Escolhemos um nome em nossos celulares e (se a operadora colaborar) lá está a
outra pessoa conversando conosco. Ligamos nossos computadores e damos a volta ao
mundo com poucos cliques. Ligamos a televisão e cada vez mais pessoas conseguem
ter em casa dezenas de canais de outros países. Pura magia.
Não pensamos muito em como tudo isso funciona. E, na maior parte das vezes, nem
temos motivo nos preocupar. É claro que tudo muda de figura quando a coisa
falha. Essa dificuldade de enxergar para além da mágica dos serviços com base
tecnológica faz com que importantes decisões com impacto em toda essa massa de
consumidores conectados passem despercebidas. Estamos vivendo um desses
momentos.
Nesta semana, o Conselho Administrativo de Defesa Econômica (Cade) aprovou a
venda da empresa Globenet para o grupo BTG Pactual em um negócio de R$ 1,745
bilhão. Mas quem é essa tal de Globenet? Este é o nome fantasia da Brasil
Telecom Cabos Submarinos (BTCS), empresa responsável por operar uma rede de 22
mil km em cabos submarinos interligando Brasil, Estados Unidos, Colômbia,
Venezuela e Bermudas. Desde que adquiriu a Brasil Telecom, em 2008, essa rede é
operada pela Oi.
A Oi decidiu vender essa empresa dentro da estratégia de capitalizar a
companhia, que luta para equilibrar suas contas. Nas palavras dos representantes
da Oi ao Cade, a proposta é "concentrar seus investimentos e esforços nas suas
atividades principais, alienando ativos ou participações que não estejam a elas
diretamente relacionados". É verdade que o principal negócio da companhia é a
prestação de serviços diretos ao consumidor. E o preço obtivo pela companhia é
bastante animador. Quando a Globenet foi adquirida pela Brasil Telecom em 2003,
o negócio custou US$ 46 milhões, pouco mais de R$ 100 milhões à época. O valor
obtido na venda é quase 1.800% maior. Não há dúvidas de que foi um bom negócio
no campo financeiro. Para o setor de telecomunicações, nem tanto.
Esta previsto desde o início das negociações que a Oi irá seguir alugando a rede
agora controlada pelo BTG Pactual. Sendo assim, os serviços oferecidos pela
companhia que precisam dos cabos vendidos não devem ser afetados. Mas em tempos
de espionagem norte-americana nas redes de telecomunicações e debates sobre
mudanças no Plano Nacional de Banda Larga (PNBL) e no Marco Civil da Internet é
uma pena que as redes de cabos submarinos não sejam vistas como prioridade.

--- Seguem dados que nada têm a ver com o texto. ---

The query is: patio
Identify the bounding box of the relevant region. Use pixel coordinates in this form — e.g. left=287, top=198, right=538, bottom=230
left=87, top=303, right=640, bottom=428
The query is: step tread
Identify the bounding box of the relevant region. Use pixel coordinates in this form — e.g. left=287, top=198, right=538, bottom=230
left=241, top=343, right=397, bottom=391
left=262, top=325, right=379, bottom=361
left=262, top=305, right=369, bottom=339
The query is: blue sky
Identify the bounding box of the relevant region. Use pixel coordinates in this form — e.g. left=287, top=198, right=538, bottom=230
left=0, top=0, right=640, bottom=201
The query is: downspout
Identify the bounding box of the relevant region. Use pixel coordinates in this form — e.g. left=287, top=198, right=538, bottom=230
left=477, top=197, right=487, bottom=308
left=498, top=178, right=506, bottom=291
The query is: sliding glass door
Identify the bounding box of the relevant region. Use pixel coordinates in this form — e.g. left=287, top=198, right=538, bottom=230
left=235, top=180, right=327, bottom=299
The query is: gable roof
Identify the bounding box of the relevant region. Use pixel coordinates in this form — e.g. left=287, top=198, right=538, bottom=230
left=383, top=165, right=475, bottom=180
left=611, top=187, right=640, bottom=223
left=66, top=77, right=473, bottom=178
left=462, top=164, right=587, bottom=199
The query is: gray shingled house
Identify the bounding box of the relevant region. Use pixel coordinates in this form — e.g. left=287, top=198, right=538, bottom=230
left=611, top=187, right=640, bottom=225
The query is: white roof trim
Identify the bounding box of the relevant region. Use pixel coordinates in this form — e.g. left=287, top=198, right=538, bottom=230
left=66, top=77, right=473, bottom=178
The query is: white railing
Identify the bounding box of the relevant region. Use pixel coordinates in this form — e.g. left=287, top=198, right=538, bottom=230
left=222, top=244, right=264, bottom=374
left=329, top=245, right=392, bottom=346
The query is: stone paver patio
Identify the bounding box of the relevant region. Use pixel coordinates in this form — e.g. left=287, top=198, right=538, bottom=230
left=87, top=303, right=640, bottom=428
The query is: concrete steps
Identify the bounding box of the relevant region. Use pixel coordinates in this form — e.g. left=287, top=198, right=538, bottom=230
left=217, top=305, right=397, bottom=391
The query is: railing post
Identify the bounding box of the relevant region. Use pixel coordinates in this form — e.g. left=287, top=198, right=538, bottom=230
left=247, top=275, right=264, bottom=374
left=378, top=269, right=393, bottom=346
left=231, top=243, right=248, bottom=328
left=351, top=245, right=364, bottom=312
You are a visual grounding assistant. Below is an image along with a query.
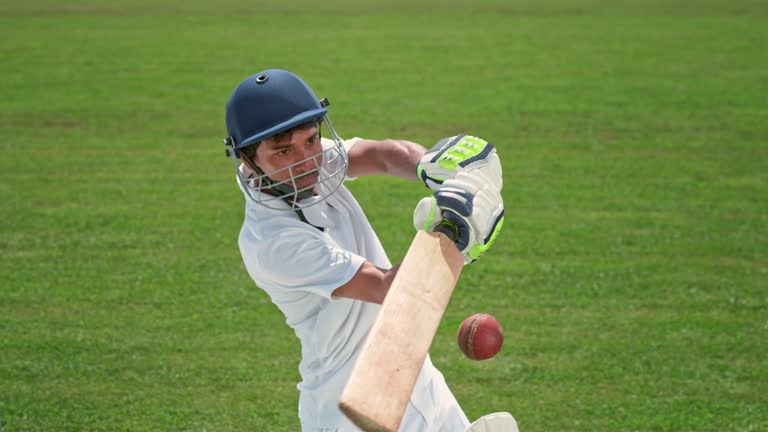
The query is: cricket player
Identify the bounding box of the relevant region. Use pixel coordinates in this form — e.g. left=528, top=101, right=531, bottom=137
left=225, top=69, right=504, bottom=432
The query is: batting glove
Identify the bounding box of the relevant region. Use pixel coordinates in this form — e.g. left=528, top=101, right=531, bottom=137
left=413, top=172, right=504, bottom=264
left=416, top=134, right=502, bottom=191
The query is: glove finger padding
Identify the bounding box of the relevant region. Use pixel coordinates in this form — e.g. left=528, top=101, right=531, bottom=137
left=416, top=134, right=502, bottom=191
left=414, top=172, right=504, bottom=263
left=413, top=197, right=443, bottom=232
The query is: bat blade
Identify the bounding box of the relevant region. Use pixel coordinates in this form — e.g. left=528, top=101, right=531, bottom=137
left=339, top=231, right=464, bottom=432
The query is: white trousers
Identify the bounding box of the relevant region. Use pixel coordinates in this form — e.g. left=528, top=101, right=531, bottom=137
left=304, top=365, right=469, bottom=432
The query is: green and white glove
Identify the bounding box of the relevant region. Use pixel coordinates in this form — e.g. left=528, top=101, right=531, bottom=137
left=413, top=172, right=504, bottom=264
left=416, top=134, right=502, bottom=191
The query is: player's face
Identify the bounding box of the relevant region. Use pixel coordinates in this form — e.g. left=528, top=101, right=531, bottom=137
left=253, top=126, right=323, bottom=189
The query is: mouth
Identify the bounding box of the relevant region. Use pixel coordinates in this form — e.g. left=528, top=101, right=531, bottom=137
left=294, top=171, right=319, bottom=189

Apesar de antiga as primeiras redes submarinas surgiram ainda no século XIX ,
essa infraestrutura ainda é fundamental para o fluxo de informações de voz,
dados e sinais de TV. Na verdade, essas redes se tornaram ainda mais importantes
no século XXI com o intenso tráfego de informações entre continentes. Os cabos
submarinos servem para interligar os países, garantindo o trânsito de
informações em alta capacidade por todo o globo terrestre. Para se ter uma ideia
da importância dessas redes hoje em dia, quando circularam as denúncias de que a
agência norte-americana de segurança, NSA, estava espionando os cidadãos
brasileiros, o primeiro alvo do ministro das Comunicações, Paulo Bernardo, foi a
rede de cabos submarinos. Por ter dimensão mundial, Bernardo suspeitou
imediatamente que as informações tinham sido obtidas pelo governo dos Estados
Unidos por meio dessas redes. Também não custa lembrar que uma das medidas
anunciadas pelo governo para garantir a segurança dos dados trafegados no Brasil
foi justamente a construção de um novo cabo submarino em parceria com a Angola.

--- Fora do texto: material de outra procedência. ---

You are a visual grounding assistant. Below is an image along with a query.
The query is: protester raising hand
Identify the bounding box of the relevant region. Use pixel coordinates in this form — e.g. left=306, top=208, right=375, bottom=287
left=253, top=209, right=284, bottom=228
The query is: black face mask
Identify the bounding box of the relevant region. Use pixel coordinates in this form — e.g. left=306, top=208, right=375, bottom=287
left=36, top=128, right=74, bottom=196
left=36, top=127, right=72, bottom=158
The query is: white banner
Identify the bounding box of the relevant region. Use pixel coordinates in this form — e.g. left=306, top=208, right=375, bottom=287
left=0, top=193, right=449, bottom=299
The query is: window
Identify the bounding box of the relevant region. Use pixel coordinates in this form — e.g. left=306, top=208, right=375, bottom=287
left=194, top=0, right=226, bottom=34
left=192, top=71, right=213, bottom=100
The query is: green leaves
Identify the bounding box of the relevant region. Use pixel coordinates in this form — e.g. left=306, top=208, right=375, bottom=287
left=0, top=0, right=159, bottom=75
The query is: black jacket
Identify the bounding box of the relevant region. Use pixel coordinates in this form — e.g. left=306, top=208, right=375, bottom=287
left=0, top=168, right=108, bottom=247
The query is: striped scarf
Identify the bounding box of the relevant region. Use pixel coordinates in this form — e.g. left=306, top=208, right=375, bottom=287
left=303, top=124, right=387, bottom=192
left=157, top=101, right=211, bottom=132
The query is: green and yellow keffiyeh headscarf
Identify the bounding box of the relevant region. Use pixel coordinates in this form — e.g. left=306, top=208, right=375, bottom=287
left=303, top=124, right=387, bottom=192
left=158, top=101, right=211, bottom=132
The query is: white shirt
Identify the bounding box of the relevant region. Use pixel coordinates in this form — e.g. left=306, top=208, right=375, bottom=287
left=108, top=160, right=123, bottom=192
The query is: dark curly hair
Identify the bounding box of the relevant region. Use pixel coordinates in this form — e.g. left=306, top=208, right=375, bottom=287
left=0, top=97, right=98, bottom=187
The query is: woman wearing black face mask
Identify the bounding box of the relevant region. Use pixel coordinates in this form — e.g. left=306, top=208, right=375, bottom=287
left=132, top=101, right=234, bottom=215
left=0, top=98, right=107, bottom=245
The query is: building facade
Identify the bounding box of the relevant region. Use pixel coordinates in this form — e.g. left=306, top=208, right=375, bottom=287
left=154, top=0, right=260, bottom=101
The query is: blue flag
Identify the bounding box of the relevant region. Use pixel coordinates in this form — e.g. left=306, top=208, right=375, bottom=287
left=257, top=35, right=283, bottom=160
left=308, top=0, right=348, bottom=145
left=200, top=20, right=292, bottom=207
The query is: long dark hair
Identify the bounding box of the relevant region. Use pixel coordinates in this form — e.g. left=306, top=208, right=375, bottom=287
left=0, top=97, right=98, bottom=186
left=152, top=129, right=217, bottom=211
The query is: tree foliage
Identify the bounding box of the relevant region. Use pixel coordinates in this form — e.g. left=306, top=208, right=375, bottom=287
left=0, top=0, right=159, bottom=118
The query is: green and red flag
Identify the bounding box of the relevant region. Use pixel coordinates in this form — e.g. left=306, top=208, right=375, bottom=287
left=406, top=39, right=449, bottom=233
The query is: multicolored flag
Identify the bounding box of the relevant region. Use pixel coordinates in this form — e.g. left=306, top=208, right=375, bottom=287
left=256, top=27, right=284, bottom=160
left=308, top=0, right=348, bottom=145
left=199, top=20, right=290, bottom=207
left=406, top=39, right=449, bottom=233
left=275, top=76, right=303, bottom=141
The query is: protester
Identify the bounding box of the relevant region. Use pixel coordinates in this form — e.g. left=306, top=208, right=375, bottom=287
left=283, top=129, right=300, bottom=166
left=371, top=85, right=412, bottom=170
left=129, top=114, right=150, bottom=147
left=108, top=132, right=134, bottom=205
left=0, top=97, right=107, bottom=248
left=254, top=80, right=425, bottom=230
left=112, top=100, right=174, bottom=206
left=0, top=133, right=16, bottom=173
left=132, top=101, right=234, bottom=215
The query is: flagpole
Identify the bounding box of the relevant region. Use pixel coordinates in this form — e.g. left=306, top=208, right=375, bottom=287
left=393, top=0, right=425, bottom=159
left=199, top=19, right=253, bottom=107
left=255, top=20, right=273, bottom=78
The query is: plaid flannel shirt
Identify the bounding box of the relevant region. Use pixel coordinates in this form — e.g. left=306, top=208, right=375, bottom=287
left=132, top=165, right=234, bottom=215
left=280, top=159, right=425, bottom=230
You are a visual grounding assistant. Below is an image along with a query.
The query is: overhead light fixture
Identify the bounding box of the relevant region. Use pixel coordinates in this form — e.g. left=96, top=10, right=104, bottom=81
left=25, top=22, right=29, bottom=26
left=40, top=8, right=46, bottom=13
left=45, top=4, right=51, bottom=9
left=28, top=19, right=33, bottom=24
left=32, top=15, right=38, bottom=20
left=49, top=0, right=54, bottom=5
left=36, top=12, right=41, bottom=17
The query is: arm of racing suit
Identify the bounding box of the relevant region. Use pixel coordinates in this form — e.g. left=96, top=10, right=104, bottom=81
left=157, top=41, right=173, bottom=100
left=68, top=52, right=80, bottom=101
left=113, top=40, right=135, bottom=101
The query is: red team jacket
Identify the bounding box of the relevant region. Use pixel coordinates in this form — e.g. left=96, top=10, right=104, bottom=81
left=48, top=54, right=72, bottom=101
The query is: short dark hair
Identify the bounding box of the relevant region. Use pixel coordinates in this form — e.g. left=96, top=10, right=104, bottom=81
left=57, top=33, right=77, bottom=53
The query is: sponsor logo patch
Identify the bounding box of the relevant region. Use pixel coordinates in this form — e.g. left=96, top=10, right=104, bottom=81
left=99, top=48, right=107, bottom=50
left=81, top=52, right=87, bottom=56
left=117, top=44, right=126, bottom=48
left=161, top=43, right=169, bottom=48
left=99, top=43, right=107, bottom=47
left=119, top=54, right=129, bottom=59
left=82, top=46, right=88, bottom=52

Para além das questões de segurança, o fato de uma empresa de telecomunicações
ter que abrir mão de sua rede de cabos submarinos é lamentável também para o
próprio setor e para os consumidores. A expansão da banda larga no país e a
modernização das redes de telefonia estão intimamente ligadas à capacidade dessa
infraestrutura submarina. Tanto é assim, que a primeira condicionante imposta
pela Anatel para que a Oi pudesse comprar a Brasil Telecom envolvia justamente
uma atualização na rede da Globenet com a intenção de garantir o aumento das
sedes municipais ligadas com fibra óptica.

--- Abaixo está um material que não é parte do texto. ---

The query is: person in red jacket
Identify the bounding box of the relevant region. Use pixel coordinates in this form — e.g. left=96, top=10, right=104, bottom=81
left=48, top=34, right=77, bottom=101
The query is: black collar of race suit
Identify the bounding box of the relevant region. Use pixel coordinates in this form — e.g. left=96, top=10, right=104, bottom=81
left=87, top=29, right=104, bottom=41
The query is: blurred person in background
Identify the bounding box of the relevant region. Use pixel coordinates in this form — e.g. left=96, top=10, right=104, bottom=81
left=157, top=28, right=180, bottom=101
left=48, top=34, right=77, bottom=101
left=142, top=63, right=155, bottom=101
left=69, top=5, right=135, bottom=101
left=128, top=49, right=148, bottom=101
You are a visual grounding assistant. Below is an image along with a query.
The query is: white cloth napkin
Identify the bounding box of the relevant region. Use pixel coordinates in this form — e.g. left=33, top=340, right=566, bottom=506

A importância desses cabos para os consumidores de serviços de telecomunicações,
especialmente os de banda larga, fica evidente quando ocorre um problema nessas
redes. No início de 2013, o rompimento de um cabo localizado em Santos deixou os
clientes da GVT sem acesso a sites internacionais por horas. Problema semelhante
em um cabo em Fortaleza interrompeu a conexão de clientes da Embratel e da Net
em 2011. Um dos casos mais críticos aconteceu em 2008 quando cabos submarinos
administrados pela France Telecom se romperam duas vezes em menos de um mês
causando problemas nas comunicações entre Europa, Ásia e Oriente Médio por dias.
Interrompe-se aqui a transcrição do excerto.